Friday, September 9, 2016

My MS Symptoms Top 10 Countdown - #6 All the Paresthesias

If you're not a person with some MS experience and/or you're not a medical professional, you might not know what the term paresthesias even means. I didn't either, but I now know all about them! So sit back, relax, and let me teach all about paresthesias, from the lens of my personal experience.

What is a paresthesia?

Put simply, it's a weird feeling. An abnormal sensation. The most common paresthesias are numbness and a "pins and needles" tingling kind of feeling.

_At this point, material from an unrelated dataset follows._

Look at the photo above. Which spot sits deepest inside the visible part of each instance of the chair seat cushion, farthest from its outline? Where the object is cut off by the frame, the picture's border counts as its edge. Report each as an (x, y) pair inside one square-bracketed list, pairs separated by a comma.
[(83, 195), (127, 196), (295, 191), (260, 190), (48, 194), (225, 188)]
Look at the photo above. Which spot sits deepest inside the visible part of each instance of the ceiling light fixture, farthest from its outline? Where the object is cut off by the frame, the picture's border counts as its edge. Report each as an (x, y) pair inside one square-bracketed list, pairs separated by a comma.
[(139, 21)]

The paresthesias I've experienced:


pic from Des Burns on flickr
  • Numbness. I'm mentioned in passing in previous symptom posts that my first real symptom was numbness. My right foot and pretty much my entire right leg were numb for months. Sometimes it was just a little numb, sometimes it was insanely numb. Think sitting in an ice bath or getting all kinds of novocaine and you'll kind of get the picture. This has returned a handful of times over the years, though it was present more often than not during my first year with MS. Even though it was summer, I wasn't shaving my legs much at the time because shaving a totally numb body part is weird and hard and potentially dangerous. When I finally gave in and went to the doctor, I knew they were going to be examining my legs, so naturally, I had to shave. Ha! I probably shouldn't have, but luckily I didn't severely cut myself. I've experienced numbness in both feet, both legs, both hands, one arm, and over most of my face. Numbness is sometimes just annoying, and it is sometimes debilitating and makes using your body a challenge. 
  • Tingling. This came and went along with the numbness. And it has continued to come and go throughout this last decade.
    pic from Ias - Initially on flickr
    Sometimes it's a huge area that is tingling. Sometimes, it's one tiny little area. Like the tip of my nose. In certain parts of my body, it feels less like a my-foot-fell-asleep-pins-and-needles feeling and more like a part of my body is like a cell phone set to vibrate and it's ringing. You know how it feels when a cell phone vibrates and it's touching  part of your body? It's kind of like that but often isolated to weird little (like one square centimeter) spots. It can also cover a large area all at once. Tingling is mostly just annoying but at an insanely high level of annoyance. When the tip of your nose is "buzzing" a couple of times a minute off and on all day long (but more on than off), it's pretty impossible to concentrate on anything else at all. For me, the tingling sensation has run the gamut from pins-and-needles to burning to the buzzing vibration sensation, and it's happened in places all over my body.
  • Temperature Confusion. There's probably an official science-y word for this, but I don't know what it is. This is when hot feels like cold and/or cold feels like hot. This was happening early on when the leg was super numb. Showering was confusing because part of my body knew the temp was normal (warm-hot), but part of my body was angrily convinced it was actually freezing cold. But at the time, I wasn't even really cognitively aware of this. I just knew something felt weird and wrong and off. At the first neurologist appointment (after the first horrible GP appointments), the doctor put a metal tool of some kind under hot water from the tap for a while and then pressed it against my hand where I confirmed that it was indeed hot. Then he pressed it on my leg or foot, and suddenly it was ice cold! It suddenly all made sense, and that's when I learned this was actually a symptom and a real thing. In a sort of related (but not really) way, sometimes numbness feels like coldness and tingling/burning feels like heat. All of these symptoms can be hard to put into words that really describe what they feel like.
  • Lhermitte’s Sign. I don't know if this really belongs in the paresthesia category, but I'm putting it here. This is often described as a kind of nerve pain, but in no way have I ever found it to be painful. In fact, I often enjoy the sensation. This is when you lower your chin down towards your chest and you feel an electric shock-like sensation running all the way down your spine. It's usually described as an electric shock, but for me, it's more of a buzz similar to that cell phone vibration I mentioned above as a kind of tingle. For me, it is not at all painful. This is something that really weirded me out early on, though. I kept feeling this weird buzz, and I kept searching for my phone since I assumed that's what I was feeling, but it was never there. I hadn't put two and two together to realize that it happened whenever I moved my head in a certain way (bending it down/forward even slightly), but again in that first appointment, the doctor told me to bring my chin down towards my chest and aha lightbulb moment! Lhermitte's has visited me during pretty much every relapse, but also always pops up when I am particularly tired or exhausted or worn out. It's kind of an early warning system that I need to get more sleep or take it easy.
  • Itching. Itching? Yes, itching! Want to know more? Well, this is one is such a huge one for me (ABSOLUTE WORST SYMPTOM OF ALL THE HORRIBLE SYMPTOMS I AM NOT KIDDING) so it's getting its own spot in the countdown because I can't limit my feelings about this one to one hearty paragraph on this list.